The case tests the free-speech rights of candidates against the traditional goal of independent, impartial judges.
Tuesday's lively oral argument session frequently turned personal, with Supreme Court justices posing hypothetical questions about what they themselves might be allowed, or provoked, to say about issues.
To the Senate?
"You should go before the Senate," Chief Justice William H. Rehnquist cracked to the lawyer from Minnesota, who was trying to explain what a candidate could and couldn't say.
Rehnquist has faced two Senate confirmation sessions, including a lengthy grilling when he was promoted from an associate justice to chief in 1986.

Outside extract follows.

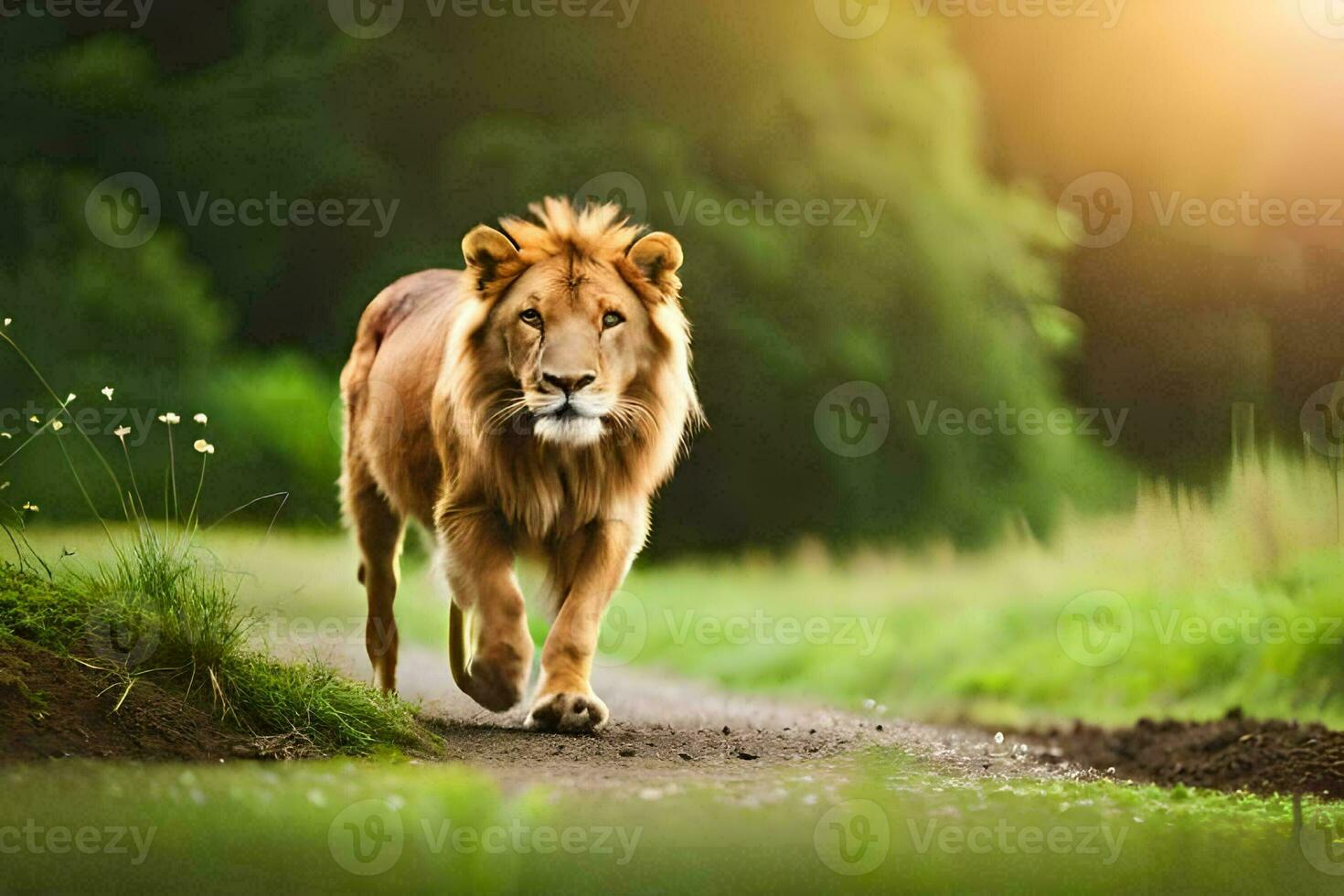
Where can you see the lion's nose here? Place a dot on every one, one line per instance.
(569, 384)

The U.S. Chamber of Commerce, which has bought ads in several state judicial elections, is backing Wersal's argument. So are conservative groups such as the American Center for Law and Justice and usually liberal ones such as the American Civil Liberties Union and Ralph Nader's Public Citizen.
"Such speech is core political speech, commanding the highest degree of First Amendment protection," the ACLU wrote in a friend-of-the-court brief.

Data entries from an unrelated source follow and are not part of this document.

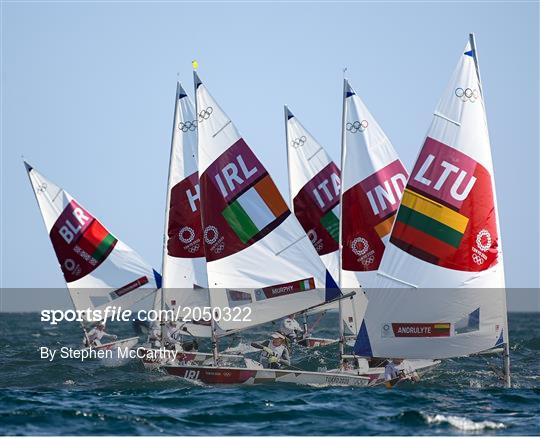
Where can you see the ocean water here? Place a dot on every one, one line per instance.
(462, 396)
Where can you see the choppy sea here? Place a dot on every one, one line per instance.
(70, 397)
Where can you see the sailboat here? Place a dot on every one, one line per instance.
(446, 233)
(99, 269)
(185, 281)
(246, 226)
(314, 190)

"The First Amendment does not permit the government to dictate what voters may consider in electing candidates for public office," the ACLU said.
The American Bar Association and a long list of judges' and legal groups urged the high court to find the judicial speech rule constitutional. The states with similar rules are also backing Minnesota: California, Arizona, Missouri, Montana, Oklahoma, Oregon, Texas and Washington.
A federal court upheld the Minnesota rule, but narrowed the restriction to only those issues likely to come before the state court.
Wersal and the state GOP argue those are the very issues voters want to hear candidates discuss.
A divided three-judge panel of the 8th U.S. Circuit Court of Appeals upheld the rewritten rule last year. The dissenting judge noted "many other states have achieved the same essential goals without trenching upon clearly established constitutional rights."
For the high court, the case will likely come down to whether the rule is too broad, and whether it really accomplishes what the state intended.
The nine Supreme Court justices, like all federal judges, never stand for election. They receive lifetime appointments from a president and are subject to Senate confirmation. They generally refuse to comment on issues that might come before them.
The case comes amid national debate over politics and big money in state court elections.
State Supreme Court candidates raised $45.6 million during the 2000 campaign, a 61 percent increase over 1998 and double the amount raised in 1994, according to a study released last month by Justice at Stake, a coalition of legal and citizens' groups that advocates reform of state judicial elections.
The money is partly going to buy advertisements similar to those for politicians. Special interest groups are behind many of the ads, and in 2000 80 percent of those were negative attack ads, according to the same report.
The case is Republican Party of Minnesota v. Kelly, 01-521.